As in most breaches that involve a cloud service provider, Amazon has sought to stay at arm's length from the problem. Amazon told The New York Times shortly after the incident that its customers fully controlled the applications they built and that it had no evidence its services were compromised. Capital One also said the breach was the result of a misconfigured firewall within an application built on the cloud, not a flaw of the cloud service itself.
Keeping that distance has been in the interests of both the banks and the cloud providers. Banks build very complex infrastructure and vast information databases on the servers they rent from the providers, and because of a complicated global mix of privacy and cybersecurity rules, they want the fewest outsiders possible to have access to it.
Giving a third-party cloud provider such as Amazon, Microsoft or Google the ability to "fix things" at will, with full access to bank data, would expose the bank to security and privacy problems as much as it would expose the cloud provider to liability.
So instead, the preferred arrangement has been to give banks complete autonomy over what they build and run on these cloud services.
But regulators across the Western world, not only in the United States, have been growing increasingly concerned about how a cloud security breach could impact the financial sector.
After the financial crisis of 2008, the 2010 Dodd-Frank Act codified numerous institutions under the banner of "systemically important," aka "too big to fail," subjecting them to enhanced capital oversight and some additional cybersecurity oversight. Most of the "systemically important" institutions are banks or related entities, such as insurance companies.
But there is a third category of companies that are just as heavily regulated, known as "Systemically Important Financial Market Utilities." These companies are subject to heavy oversight because they help keep the wheels of the financial sector turning. They allow payments to go through and books to settle once markets have closed. They allow future trades to clear and credit card purchases to go through instantly. If they shut down, many other aspects of the financial ecosystem would stop.

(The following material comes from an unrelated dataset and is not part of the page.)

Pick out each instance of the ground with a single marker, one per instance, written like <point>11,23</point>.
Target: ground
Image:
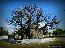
<point>59,42</point>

Today, there are only eight SIFMUs:
Regulators and legislators have long kicked around the idea that cloud service providers have become integral to financial markets in the same way these utilities are and that a failure of the cloud could present the same, immediate shock to the financial sector as, say, a failure of the Clearing House.
In August, Reps. Nydia Velazquez, D-N.Y., and Katie Porter, D-Calif., suggested just that. They wrote a letter calling on the Financial Stability Oversight Council "to consider designating Amazon Web Services, Microsoft Azure and Google Cloud as SIFMUs under the Title VIII of the Dodd-Frank Act. A SIFMU designation would subject the tech firms to enhanced oversight by the Federal Reserve to ensure a cloud failure of a leading financial institution would not create a catastrophic risk to the nation's financial system."
In a separate August letter addressed to Amazon CEO Jeff Bezos, Sen. Ron Wyden, D-Ore., said, "If Amazon's cloud computing services are found to be the common element in a series of high-profile hacks targeting large corporations, it would raise serious questions about whether other corporations and government entities that use Amazon's cloud computing products are also vulnerable."
They don't talk about it much, but suffice it to say the cloud service providers really, really do not want to be designated as SIFMUs.
Bringing in the FTC to investigate whether Amazon was responsible, directly or even somewhat directly, for the breach at Capital One starts to dissolve the "arm's-length" relationship between the cloud providers and their bank clients.
Suggesting Amazon could be responsible for an application firewall configuration issue, for which Capital One has already taken responsibility, moves Congress another step closer to saying the cloud platform is truly a part of the architecture hosted on it, for purposes of how the financial system runs. This view could hold that, like the Clearing House, the cloud service is a utility indispensable to the proper running of the financial institutions that build on it.
An Amazon spokesperson criticized Warren's letter, written with Sen. Ron Wyden, D-Ore., for conflating the client and host in this way, saying via email: "The letter's claim is baseless and a publicity attempt from opportunistic politicians. As Capital One has explained, the perpetrator attacked a misconfiguration at the application layer of a Capital One firewall. The SSRF technique used in this incident was just one of many subsequent steps the perpetrator followed after gaining access to the company's systems, and could have been substituted for a number of other methods given the level of access already gained."
Cloud service providers will be intently watching any response to Warren's letter.